A vida é um ajuntamento de momentos exasperantemente ordinários, entremeados aqui e ali por eventos maravilhosos e horríveis em igual proporção, mas só conseguimos nos fixar nestes, nos horríveis, nos infaustos, nos desastrosos, nos trágicos. A beleza está em muito mais do que pode captar nossa humana miopia, e, por essa razão, escapa-nos esse sutilíssimo movimento do existir, como o da delgada bailarina num palco suntuoso, quanto a metamorfosear em poesia quase tudo o que entendemos como feito de uma matéria qualquer, fenômeno que só ocorre se o permitimos, ainda que inconscientemente. Ninguém tem o poder de controlar nada, muito menos as reviravoltas do destino, e é por aí que movimenta-se “Perdido na Montanha”, uma mistura de drama de família, aventura selvagem e documentário, ancorado num garoto de doze anos meio sem norte.

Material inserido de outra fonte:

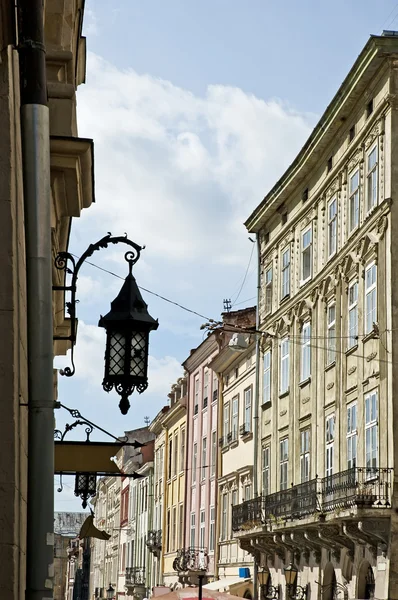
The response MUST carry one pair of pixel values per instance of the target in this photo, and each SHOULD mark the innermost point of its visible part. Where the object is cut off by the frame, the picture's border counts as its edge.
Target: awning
(223, 585)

Os gêmeos Donn e Ryan moram com os pais, Donald e Ruth, e os irmãos mais novos numa casa modesta em Millinocket, no Maine, extremo nordeste dos Estados Unidos. Donald tem um emprego que exige-lhe constantes e longas viagens ao redor do país, e já havia prometido a Donn e Ryan uma pescaria de duas semanas, passeio pelo qual os meninos esperam ansiosos. Boa parte do conflito vale-se desse gancho, e o roteiro de Joseph B. Egan e Luke Paradise capta bem a escalada de tensão entre pai e filho, mirando a autobiografia homônima de Donn Fendler (1926-2016), fenômeno de vendas em 1939, um tempo de profundas revoluções pouco antes da Segunda Guerra Mundial (1939-1945). Donald, Donn e Ryan sobem o monte Katahdin em 15 de julho daquele ano acompanhados de um guia, encontram um grupo de trilheiros e sua história jamais será igual, marcada pelo revés que justifica o longa.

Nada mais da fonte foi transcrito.